One kind of theatrical past that is regularly pillaged for contemporary resonance is the revenge tragedy of the Elizabethan and Jacobean eras. This theatre of the extremes, with its perverse sexual desires and relish in violence, seems to anticipate the in-your-face sensibility of the present decades, although it also makes demands on audiences because of its difficult, gnarled poetry and overt religious morality.
Joe Hill-Gibbins’ modern-dress version of Thomas Middleton and William Rowley’s The Changeling (1622) emphasises the contemporary flavour of this Spanish tragedy. When the heroine, Beatrice-Joanna, falls in love with Alsemero, she has to confront the problem that she is engaged to another man. The solution is to employ De Flores, a servant whose face is disfigured with skin disease, to bump off the fiancé. But when it comes to settling the accounts, De Flores wants sex rather than money.

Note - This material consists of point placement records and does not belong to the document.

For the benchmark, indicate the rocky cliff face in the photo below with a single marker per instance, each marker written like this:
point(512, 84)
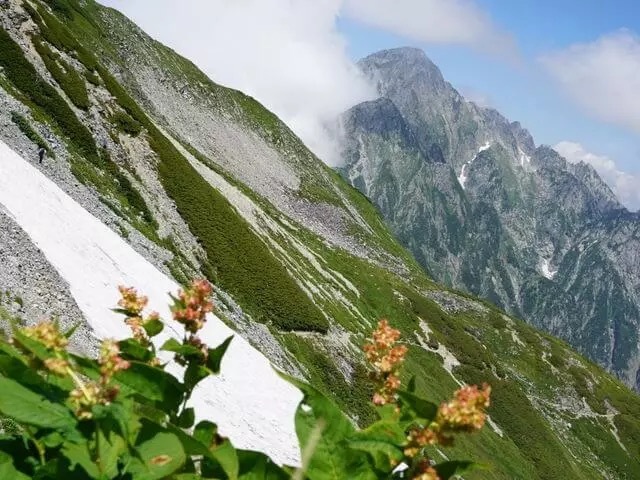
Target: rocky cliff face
point(485, 210)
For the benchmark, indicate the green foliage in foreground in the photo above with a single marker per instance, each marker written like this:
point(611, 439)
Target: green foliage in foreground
point(124, 417)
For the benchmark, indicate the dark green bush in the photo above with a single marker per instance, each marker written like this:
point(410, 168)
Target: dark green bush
point(497, 321)
point(92, 78)
point(26, 128)
point(244, 265)
point(24, 77)
point(132, 195)
point(125, 123)
point(58, 35)
point(64, 74)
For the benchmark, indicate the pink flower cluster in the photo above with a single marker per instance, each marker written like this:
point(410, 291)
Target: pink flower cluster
point(386, 358)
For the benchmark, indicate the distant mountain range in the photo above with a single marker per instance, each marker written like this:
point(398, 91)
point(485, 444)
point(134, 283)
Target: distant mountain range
point(154, 175)
point(487, 211)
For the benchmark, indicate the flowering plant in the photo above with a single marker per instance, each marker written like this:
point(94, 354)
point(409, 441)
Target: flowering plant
point(121, 416)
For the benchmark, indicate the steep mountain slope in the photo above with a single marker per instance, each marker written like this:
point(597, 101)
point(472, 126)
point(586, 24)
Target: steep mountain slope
point(202, 180)
point(485, 210)
point(249, 402)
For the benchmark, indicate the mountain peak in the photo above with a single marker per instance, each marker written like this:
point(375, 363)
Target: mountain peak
point(402, 67)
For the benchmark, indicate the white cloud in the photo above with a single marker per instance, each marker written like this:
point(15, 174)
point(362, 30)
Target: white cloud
point(479, 98)
point(289, 54)
point(625, 185)
point(434, 21)
point(602, 76)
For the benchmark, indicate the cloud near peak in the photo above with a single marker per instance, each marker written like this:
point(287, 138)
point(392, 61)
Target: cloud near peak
point(289, 54)
point(603, 77)
point(624, 185)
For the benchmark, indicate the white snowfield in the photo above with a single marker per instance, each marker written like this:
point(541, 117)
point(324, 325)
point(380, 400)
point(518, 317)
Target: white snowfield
point(250, 403)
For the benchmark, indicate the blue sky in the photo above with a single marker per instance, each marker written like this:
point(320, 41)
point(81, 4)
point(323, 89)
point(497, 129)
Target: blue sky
point(522, 90)
point(568, 70)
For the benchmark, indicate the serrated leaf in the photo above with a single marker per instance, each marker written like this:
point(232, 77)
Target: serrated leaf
point(153, 327)
point(151, 383)
point(26, 406)
point(411, 385)
point(172, 345)
point(223, 460)
point(205, 432)
point(257, 466)
point(36, 348)
point(383, 441)
point(214, 358)
point(110, 447)
point(158, 457)
point(187, 418)
point(194, 374)
point(323, 431)
point(78, 454)
point(447, 470)
point(419, 407)
point(8, 470)
point(132, 350)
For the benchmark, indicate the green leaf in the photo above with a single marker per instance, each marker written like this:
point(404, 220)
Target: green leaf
point(447, 470)
point(215, 355)
point(419, 407)
point(36, 348)
point(151, 383)
point(257, 466)
point(172, 345)
point(323, 431)
point(194, 374)
point(78, 454)
point(223, 460)
point(25, 406)
point(192, 446)
point(384, 441)
point(205, 432)
point(110, 447)
point(132, 350)
point(411, 386)
point(8, 470)
point(187, 418)
point(153, 327)
point(158, 457)
point(56, 390)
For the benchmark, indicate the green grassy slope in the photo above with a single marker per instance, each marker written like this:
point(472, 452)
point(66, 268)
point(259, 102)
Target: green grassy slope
point(556, 414)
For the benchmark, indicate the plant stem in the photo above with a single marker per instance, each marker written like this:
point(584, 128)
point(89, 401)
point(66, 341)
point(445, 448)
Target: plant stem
point(309, 449)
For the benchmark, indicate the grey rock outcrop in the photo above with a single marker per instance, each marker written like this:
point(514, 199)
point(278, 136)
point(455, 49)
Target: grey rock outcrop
point(485, 210)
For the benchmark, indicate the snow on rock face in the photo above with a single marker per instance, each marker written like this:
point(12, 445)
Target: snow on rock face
point(463, 173)
point(251, 404)
point(545, 269)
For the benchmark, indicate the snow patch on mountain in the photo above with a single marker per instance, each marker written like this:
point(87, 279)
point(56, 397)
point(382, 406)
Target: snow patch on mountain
point(248, 400)
point(545, 269)
point(463, 177)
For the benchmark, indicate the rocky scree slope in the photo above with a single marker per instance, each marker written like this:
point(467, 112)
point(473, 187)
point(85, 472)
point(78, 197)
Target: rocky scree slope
point(486, 211)
point(202, 180)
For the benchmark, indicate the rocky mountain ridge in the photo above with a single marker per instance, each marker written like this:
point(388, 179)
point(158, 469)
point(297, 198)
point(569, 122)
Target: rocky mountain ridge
point(202, 180)
point(485, 210)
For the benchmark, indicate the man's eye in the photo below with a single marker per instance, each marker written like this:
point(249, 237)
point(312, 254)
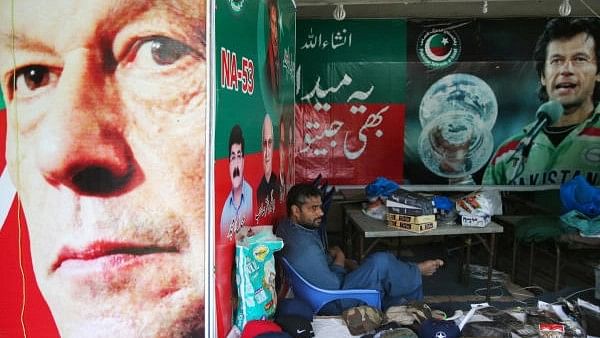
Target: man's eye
point(31, 78)
point(159, 50)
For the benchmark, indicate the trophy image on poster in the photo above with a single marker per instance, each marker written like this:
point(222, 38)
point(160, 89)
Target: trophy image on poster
point(457, 114)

In the subplot, Antonio, a wealthy man, pretends to be mad in order to enter a mental hospital and seduce the wife of its manager, who keeps her under lock and key. In this version, Antonio arrives in a wheelchair and, wearing a pink safety helmet, fakes the symptoms of a brain disease. Thus, while Beatrice-Joanna attempts to set up a bed trick that will hide the loss of her virginity from her new husband, madness and desire are united in an unholy embrace.

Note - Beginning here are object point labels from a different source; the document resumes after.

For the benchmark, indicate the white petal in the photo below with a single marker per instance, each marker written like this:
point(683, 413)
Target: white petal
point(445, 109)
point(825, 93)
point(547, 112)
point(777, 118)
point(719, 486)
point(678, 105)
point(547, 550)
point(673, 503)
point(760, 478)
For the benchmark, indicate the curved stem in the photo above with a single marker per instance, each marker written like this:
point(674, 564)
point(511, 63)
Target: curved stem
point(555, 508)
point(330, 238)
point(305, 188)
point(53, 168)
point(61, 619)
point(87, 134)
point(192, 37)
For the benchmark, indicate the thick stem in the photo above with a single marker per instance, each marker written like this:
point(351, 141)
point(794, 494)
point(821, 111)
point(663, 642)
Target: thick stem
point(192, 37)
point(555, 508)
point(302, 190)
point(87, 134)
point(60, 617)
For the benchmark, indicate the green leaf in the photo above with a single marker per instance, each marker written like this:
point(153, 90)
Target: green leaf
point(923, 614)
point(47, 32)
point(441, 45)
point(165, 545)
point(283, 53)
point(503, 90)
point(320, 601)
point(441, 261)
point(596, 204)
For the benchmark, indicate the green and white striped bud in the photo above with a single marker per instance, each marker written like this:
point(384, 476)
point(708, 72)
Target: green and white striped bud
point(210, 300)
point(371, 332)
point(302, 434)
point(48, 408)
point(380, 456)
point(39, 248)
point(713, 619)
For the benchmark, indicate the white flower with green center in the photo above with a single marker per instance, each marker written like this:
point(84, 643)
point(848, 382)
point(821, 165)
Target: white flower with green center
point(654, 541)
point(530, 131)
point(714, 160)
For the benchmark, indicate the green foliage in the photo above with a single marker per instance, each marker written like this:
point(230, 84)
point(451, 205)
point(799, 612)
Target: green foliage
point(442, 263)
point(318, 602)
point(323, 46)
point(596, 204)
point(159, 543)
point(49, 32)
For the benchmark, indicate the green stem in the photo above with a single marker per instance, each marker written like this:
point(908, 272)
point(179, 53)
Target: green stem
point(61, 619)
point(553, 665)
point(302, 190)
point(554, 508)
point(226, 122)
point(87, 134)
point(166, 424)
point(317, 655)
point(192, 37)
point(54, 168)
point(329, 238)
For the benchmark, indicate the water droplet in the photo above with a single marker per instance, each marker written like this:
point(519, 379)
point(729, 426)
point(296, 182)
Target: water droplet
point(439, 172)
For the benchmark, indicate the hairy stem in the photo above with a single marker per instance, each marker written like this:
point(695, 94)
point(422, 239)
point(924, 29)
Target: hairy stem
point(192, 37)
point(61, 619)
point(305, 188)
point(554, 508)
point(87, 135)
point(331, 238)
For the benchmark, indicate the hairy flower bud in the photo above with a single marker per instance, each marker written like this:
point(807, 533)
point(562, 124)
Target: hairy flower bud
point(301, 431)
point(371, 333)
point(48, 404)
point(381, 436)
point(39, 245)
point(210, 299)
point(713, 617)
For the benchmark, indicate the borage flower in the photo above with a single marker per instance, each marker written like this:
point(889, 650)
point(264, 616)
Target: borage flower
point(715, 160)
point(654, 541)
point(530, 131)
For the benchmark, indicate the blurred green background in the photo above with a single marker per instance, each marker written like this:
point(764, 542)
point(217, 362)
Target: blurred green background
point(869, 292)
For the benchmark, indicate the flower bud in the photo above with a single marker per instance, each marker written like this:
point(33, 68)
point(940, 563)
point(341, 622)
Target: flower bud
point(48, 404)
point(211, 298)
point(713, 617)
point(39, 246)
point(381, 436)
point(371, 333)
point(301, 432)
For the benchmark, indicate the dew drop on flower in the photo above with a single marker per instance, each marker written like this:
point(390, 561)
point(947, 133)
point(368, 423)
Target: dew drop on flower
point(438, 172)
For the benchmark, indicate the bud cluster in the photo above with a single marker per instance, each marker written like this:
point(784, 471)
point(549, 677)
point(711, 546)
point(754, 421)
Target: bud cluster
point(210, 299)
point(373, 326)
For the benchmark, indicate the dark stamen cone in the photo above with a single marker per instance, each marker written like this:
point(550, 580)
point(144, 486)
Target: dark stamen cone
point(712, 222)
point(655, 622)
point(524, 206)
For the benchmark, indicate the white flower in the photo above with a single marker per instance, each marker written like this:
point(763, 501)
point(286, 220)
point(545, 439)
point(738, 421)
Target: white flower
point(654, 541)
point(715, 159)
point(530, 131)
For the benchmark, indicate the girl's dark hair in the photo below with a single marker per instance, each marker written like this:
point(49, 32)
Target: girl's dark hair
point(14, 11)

On a set in which gym mats, pop-up tables and netting decorate a dismal warehouse space, the action of the play hurtles along in a radically cut and mashed-up version which last barely two hours without an interval. In the asylum scenes, the inmates are heard banging from the insides of cupboards or boxes, and the wedding is a hideously exciting pop dance sequence with music from Beyoncé as well as
La Bohème. Sex is enjoyed in a welter of strawberry jelly and custard, which remind us of blood – of which there is also plenty – and sperm.

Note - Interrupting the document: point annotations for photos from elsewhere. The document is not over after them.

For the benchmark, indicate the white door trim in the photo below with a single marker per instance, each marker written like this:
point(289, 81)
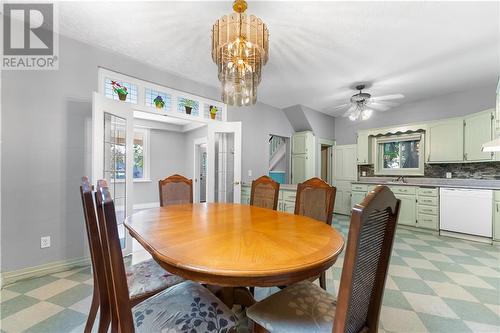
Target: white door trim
point(100, 105)
point(220, 127)
point(196, 166)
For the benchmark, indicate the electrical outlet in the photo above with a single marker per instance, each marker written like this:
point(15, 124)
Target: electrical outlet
point(44, 242)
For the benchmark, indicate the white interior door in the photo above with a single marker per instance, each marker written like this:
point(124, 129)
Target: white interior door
point(112, 156)
point(224, 162)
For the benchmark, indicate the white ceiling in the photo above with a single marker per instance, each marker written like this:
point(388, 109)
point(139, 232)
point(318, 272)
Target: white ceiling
point(318, 50)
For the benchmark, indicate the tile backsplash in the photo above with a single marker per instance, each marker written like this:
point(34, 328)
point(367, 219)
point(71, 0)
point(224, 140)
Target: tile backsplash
point(484, 170)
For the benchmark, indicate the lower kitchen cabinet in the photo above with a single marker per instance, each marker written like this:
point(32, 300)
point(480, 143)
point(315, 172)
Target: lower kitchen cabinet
point(428, 208)
point(427, 221)
point(357, 197)
point(407, 210)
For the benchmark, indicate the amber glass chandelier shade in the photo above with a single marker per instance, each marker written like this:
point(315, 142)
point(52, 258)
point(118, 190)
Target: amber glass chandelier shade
point(240, 47)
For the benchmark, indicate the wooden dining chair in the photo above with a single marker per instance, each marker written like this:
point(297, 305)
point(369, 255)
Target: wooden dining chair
point(145, 279)
point(315, 198)
point(175, 190)
point(185, 307)
point(305, 307)
point(265, 193)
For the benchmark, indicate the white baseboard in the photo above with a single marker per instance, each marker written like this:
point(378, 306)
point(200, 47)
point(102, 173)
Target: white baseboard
point(147, 205)
point(7, 278)
point(466, 237)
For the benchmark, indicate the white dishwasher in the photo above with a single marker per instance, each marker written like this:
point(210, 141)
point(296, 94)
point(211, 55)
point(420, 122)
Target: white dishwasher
point(468, 211)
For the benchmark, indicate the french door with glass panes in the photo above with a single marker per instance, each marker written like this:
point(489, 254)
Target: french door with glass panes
point(224, 162)
point(112, 156)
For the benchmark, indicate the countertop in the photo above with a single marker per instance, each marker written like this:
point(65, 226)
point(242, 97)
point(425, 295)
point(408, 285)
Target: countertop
point(282, 186)
point(434, 182)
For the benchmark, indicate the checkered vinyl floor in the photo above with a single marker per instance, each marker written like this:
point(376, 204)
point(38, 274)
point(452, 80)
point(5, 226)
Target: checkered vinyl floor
point(435, 284)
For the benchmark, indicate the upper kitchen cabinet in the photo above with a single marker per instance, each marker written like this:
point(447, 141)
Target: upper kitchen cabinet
point(478, 129)
point(302, 143)
point(364, 148)
point(445, 141)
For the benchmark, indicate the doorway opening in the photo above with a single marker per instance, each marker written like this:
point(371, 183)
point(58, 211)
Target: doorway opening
point(279, 158)
point(325, 160)
point(200, 170)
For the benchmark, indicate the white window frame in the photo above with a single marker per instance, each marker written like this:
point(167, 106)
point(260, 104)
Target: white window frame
point(379, 153)
point(146, 170)
point(175, 96)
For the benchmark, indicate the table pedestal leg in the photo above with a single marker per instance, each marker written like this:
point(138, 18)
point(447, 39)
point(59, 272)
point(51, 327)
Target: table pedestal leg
point(233, 295)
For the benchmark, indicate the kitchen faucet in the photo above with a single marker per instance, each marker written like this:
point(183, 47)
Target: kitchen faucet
point(399, 179)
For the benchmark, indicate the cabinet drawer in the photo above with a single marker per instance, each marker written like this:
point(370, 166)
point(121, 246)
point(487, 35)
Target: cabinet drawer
point(403, 189)
point(427, 221)
point(428, 192)
point(289, 196)
point(423, 209)
point(431, 201)
point(359, 187)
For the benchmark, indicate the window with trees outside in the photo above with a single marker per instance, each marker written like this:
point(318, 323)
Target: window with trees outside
point(400, 154)
point(141, 157)
point(141, 151)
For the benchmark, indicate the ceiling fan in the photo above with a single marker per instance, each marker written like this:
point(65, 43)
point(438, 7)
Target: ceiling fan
point(362, 105)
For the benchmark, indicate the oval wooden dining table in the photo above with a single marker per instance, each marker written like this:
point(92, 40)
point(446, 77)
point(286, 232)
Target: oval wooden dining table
point(233, 245)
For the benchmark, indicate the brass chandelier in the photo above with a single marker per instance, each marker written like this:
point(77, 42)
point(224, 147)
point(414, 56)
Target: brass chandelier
point(240, 47)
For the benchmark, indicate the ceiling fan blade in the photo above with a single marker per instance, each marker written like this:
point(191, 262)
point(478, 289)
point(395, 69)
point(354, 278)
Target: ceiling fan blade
point(341, 106)
point(388, 97)
point(379, 107)
point(348, 112)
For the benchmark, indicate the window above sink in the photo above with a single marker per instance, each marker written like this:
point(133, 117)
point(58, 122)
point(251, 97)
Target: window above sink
point(401, 154)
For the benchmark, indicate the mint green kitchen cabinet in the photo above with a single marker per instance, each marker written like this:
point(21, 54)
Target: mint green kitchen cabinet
point(287, 201)
point(428, 208)
point(357, 197)
point(364, 148)
point(478, 129)
point(445, 141)
point(407, 211)
point(358, 194)
point(496, 217)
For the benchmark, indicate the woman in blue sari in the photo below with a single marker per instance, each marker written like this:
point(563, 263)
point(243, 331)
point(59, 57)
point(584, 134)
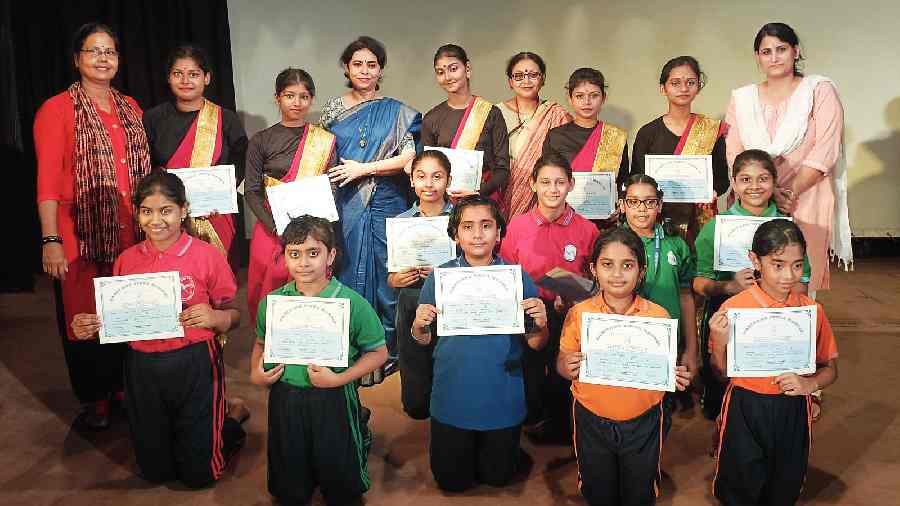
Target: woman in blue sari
point(376, 138)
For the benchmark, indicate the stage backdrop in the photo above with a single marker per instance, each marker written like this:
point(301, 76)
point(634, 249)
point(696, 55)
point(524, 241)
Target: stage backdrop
point(628, 41)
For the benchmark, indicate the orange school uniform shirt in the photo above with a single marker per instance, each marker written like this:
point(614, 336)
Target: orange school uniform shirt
point(612, 402)
point(754, 298)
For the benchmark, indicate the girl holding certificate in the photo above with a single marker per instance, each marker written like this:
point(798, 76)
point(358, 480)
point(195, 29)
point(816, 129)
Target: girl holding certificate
point(671, 266)
point(286, 151)
point(181, 427)
point(765, 429)
point(681, 132)
point(194, 132)
point(430, 177)
point(91, 153)
point(376, 138)
point(590, 145)
point(618, 430)
point(316, 435)
point(477, 397)
point(799, 120)
point(467, 121)
point(549, 236)
point(528, 119)
point(753, 183)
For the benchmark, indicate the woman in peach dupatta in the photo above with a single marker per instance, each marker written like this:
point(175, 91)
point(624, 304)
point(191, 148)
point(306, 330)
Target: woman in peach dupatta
point(528, 120)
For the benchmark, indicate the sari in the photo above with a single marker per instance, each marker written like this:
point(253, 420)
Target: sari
point(267, 270)
point(526, 142)
point(371, 131)
point(201, 147)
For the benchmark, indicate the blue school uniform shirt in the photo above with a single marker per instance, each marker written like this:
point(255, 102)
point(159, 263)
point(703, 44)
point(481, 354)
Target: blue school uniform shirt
point(473, 387)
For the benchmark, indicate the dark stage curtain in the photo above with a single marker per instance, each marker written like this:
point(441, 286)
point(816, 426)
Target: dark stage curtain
point(36, 63)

At times, the effect of this updating is slightly laughable, but the production has a frantic energy and a vitality of conception that is in the end persuasive and relevant. This vision of sexual desire contaminating a society from within, with the rich as much the victims of uncontrollable forces as the poor, seems to chime with current fears and preoccupations, and the cast – led by Call the Midwife’s Jessica Raine as Beatrice-Joanna and Daniel Cerqueria as De Flores – deliver committed performances. Much of the poetry of the original is lost, but the poetic justice of the story comes across loud and clear.
Equally evident is the current taste for modern-dress productions. Shakespeare’s The Taming of the Shrew at the RSC is in modern dress and so is Webster’s The Duchess of Malfi, with Eve Best, that is coming to the Old Vic in March. Likewise, Cheek by Jowl’s new production of John Ford’s ’Tis Pity She’s a Whore is decked out in suits and skimpy skirts. So pervasive is this tendency that seeing a revival in period costume is almost a relief.
Hence, as you enter the Donmar Warehouse for George Farquhar’s 1706 comedy The Recruiting Officer, you’re greeted with the sight of a country barn and the sound of jigs and reels from a musical cast wearing period dress. Set in Shrewsbury, it tells the story of the randy Captain Plume and his devious Sergeant Kite, who tries to raise soldiers for Queen Anne’s army by any means necessary.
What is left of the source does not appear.